As part of the coordinated pretrial proceedings in the growing litigation brought against both Chevron and Syngenta, Judge Rosenstengel has previously indicated that a series of early Paraquat trial dates expected to begin by November 2022, which are designed to help the parties gauge how juries are likely to respond to certain evidence and testimony that will be repeated throughout the claims.
Evidence of Parkinson’s Disease Risk from Paraquat
Paraquat has been widely used on farms and within the agricultural industry for decades, to control weeds and long grass. It is sold exclusively through farming and agricultural supply stores under a number of brand names, including Gramoxone, Blanco, Cyclone, Bonedry and others.
Since it is known to be toxic and users face a risk of Paraquat poisoning if even a small amount of the herbicide is ingested, the herbicide is only available in the United States under a program that requires users to go through a training program on the safe handling of the herbicide. However, plaintiffs allege the manufacturers failed to warn about the risk that Paraquat may cause Parkinson’s disease and other neurological injuries, even when the recommended precautions are taken.
In 2012, researchers from UCLA found a link between pesticide use and a risk of developing Parkinson’s, indicating that individuals who suffered a traumatic brain injury (TBI) and were exposed to Paraquat were three times more likely to develop Parkinson’s disease.
Another study published in May 2013 found yet another link between pesticide exposure and an increased risk of developing Parkinson’s disease, indicating that pesticide exposure may increase the risk of developing Parkinson’s by 60 percent.
That study also found the risk increased with exposure to any type of pesticide, herbicide or solvent; but exposure to specific chemicals doubled the risk.
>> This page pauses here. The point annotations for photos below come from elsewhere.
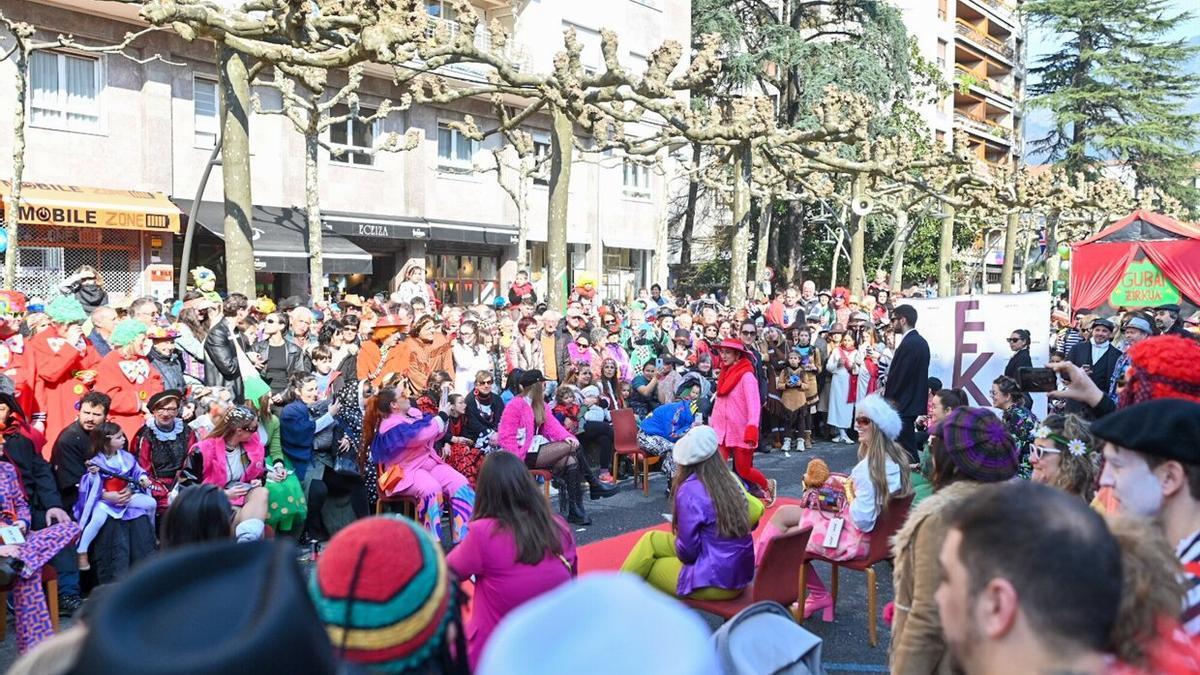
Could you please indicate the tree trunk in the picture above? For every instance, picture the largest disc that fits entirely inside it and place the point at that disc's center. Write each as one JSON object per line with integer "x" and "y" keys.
{"x": 312, "y": 205}
{"x": 1006, "y": 273}
{"x": 760, "y": 264}
{"x": 562, "y": 135}
{"x": 741, "y": 213}
{"x": 689, "y": 216}
{"x": 901, "y": 245}
{"x": 946, "y": 251}
{"x": 12, "y": 214}
{"x": 235, "y": 172}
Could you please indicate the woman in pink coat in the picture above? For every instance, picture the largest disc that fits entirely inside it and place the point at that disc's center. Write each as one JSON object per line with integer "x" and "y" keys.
{"x": 401, "y": 438}
{"x": 736, "y": 414}
{"x": 529, "y": 430}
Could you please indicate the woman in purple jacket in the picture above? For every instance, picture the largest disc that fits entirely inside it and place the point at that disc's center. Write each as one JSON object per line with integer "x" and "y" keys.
{"x": 709, "y": 553}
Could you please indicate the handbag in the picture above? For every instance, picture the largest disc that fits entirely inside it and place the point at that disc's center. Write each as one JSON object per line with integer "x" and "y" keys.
{"x": 821, "y": 508}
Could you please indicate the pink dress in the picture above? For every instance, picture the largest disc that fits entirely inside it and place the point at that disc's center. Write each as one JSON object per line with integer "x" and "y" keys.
{"x": 502, "y": 584}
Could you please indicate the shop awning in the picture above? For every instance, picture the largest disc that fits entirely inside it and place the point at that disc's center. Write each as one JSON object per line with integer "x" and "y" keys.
{"x": 281, "y": 240}
{"x": 72, "y": 205}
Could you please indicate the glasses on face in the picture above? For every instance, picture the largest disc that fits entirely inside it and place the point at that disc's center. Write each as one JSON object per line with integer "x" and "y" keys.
{"x": 1036, "y": 452}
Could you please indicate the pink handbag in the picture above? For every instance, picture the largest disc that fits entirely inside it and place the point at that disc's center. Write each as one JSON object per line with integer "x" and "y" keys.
{"x": 852, "y": 543}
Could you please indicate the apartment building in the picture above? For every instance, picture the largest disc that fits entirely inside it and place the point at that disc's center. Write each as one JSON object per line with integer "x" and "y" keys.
{"x": 979, "y": 48}
{"x": 105, "y": 130}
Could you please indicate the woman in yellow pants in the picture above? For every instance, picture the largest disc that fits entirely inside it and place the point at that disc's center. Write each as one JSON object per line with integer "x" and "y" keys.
{"x": 709, "y": 553}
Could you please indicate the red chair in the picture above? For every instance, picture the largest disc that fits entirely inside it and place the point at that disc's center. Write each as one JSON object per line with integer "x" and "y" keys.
{"x": 886, "y": 527}
{"x": 51, "y": 580}
{"x": 624, "y": 443}
{"x": 780, "y": 578}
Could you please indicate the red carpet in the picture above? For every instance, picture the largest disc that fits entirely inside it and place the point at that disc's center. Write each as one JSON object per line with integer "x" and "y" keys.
{"x": 609, "y": 554}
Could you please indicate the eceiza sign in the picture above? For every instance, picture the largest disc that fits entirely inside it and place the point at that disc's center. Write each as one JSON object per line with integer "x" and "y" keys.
{"x": 1144, "y": 285}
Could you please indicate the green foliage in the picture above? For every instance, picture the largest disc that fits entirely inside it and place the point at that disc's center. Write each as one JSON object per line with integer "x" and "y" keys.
{"x": 1117, "y": 90}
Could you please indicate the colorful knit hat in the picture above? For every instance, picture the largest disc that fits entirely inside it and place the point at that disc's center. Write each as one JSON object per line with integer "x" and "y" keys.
{"x": 1167, "y": 366}
{"x": 66, "y": 309}
{"x": 127, "y": 332}
{"x": 383, "y": 590}
{"x": 978, "y": 444}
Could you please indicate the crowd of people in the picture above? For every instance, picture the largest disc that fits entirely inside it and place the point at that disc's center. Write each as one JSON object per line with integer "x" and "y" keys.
{"x": 226, "y": 419}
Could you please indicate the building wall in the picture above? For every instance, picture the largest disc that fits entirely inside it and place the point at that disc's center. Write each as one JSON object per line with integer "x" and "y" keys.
{"x": 147, "y": 136}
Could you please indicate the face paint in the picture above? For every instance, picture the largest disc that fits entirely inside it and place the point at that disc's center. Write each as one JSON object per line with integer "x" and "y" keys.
{"x": 1137, "y": 488}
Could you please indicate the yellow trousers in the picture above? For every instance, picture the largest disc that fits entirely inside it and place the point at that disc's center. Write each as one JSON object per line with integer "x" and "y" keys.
{"x": 653, "y": 557}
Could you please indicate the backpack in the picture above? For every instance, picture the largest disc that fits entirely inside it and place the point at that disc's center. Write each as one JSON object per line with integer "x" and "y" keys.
{"x": 763, "y": 639}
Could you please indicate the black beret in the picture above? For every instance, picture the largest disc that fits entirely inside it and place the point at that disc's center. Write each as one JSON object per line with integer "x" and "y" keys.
{"x": 1164, "y": 428}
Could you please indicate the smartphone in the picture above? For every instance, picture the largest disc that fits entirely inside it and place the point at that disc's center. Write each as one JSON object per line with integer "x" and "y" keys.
{"x": 1037, "y": 380}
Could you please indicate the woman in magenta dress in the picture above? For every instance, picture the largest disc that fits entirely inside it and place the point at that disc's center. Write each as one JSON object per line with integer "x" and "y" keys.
{"x": 33, "y": 616}
{"x": 516, "y": 551}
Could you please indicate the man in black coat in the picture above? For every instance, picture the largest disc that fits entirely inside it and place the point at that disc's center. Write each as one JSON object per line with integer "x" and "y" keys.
{"x": 907, "y": 386}
{"x": 1098, "y": 358}
{"x": 221, "y": 366}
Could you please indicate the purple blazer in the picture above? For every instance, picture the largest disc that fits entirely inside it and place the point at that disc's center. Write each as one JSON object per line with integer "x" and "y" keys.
{"x": 708, "y": 559}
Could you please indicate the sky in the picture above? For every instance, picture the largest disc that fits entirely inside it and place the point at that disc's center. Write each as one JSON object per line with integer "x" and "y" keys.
{"x": 1042, "y": 42}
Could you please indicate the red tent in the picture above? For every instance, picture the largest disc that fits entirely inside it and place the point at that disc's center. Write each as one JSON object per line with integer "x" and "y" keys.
{"x": 1098, "y": 263}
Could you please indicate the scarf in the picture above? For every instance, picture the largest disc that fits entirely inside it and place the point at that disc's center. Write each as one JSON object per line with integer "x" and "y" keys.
{"x": 847, "y": 363}
{"x": 732, "y": 375}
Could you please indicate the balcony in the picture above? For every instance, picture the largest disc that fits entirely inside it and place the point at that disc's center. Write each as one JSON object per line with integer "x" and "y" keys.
{"x": 977, "y": 37}
{"x": 984, "y": 126}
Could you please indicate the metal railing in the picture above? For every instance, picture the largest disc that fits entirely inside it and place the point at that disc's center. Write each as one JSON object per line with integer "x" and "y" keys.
{"x": 969, "y": 31}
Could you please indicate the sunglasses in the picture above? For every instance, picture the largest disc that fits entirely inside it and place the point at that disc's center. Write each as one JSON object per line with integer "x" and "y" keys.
{"x": 1036, "y": 452}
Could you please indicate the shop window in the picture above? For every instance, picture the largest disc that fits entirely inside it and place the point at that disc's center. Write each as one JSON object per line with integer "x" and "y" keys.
{"x": 64, "y": 91}
{"x": 353, "y": 136}
{"x": 463, "y": 279}
{"x": 637, "y": 180}
{"x": 541, "y": 159}
{"x": 205, "y": 108}
{"x": 455, "y": 149}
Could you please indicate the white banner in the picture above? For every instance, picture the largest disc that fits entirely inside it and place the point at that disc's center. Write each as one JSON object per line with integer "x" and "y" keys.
{"x": 969, "y": 335}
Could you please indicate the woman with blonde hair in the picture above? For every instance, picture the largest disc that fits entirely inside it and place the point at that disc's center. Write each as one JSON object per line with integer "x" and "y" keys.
{"x": 880, "y": 476}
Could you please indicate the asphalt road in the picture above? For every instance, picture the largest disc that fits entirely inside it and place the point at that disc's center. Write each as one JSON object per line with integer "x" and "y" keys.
{"x": 845, "y": 649}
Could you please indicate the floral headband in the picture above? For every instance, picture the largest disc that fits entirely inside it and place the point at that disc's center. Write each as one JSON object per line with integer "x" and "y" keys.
{"x": 1073, "y": 446}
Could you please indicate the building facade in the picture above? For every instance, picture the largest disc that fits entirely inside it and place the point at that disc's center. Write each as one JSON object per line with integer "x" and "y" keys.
{"x": 979, "y": 48}
{"x": 117, "y": 124}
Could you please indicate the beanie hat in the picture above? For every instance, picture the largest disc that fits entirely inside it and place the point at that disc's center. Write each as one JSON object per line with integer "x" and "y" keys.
{"x": 697, "y": 444}
{"x": 978, "y": 444}
{"x": 382, "y": 589}
{"x": 66, "y": 309}
{"x": 882, "y": 414}
{"x": 126, "y": 332}
{"x": 1167, "y": 366}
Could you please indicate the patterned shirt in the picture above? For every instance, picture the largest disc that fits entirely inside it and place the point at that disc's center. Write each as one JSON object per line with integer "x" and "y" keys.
{"x": 1189, "y": 555}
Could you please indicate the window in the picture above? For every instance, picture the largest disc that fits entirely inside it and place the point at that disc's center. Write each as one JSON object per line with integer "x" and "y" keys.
{"x": 637, "y": 180}
{"x": 64, "y": 91}
{"x": 455, "y": 150}
{"x": 353, "y": 133}
{"x": 205, "y": 118}
{"x": 541, "y": 159}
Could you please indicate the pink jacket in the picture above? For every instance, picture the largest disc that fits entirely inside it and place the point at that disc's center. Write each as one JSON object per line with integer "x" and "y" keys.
{"x": 216, "y": 472}
{"x": 519, "y": 416}
{"x": 736, "y": 416}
Chemicals used in the test included Paraquat, Maneb and other pesticides.
In March 2016, the EPA announced it would be re-evaluating the health risks with Paraquat, and a number of health experts and consumer advocacy groups have called on the agency to remove Paraquat-based herbicides from the market in the U.S. However, it continues to be used by farmers and other industries for weed and grass control, potentially exposing individuals handling, mixing or applying the Paraquat to life-long health risks.
Parkinson’s disease affects more than 500,000 Americans, with approximately 50,000 new cases each year. The disease causes the loss of motor functions, causing imbalance and shaking, which gets progressively worse over time.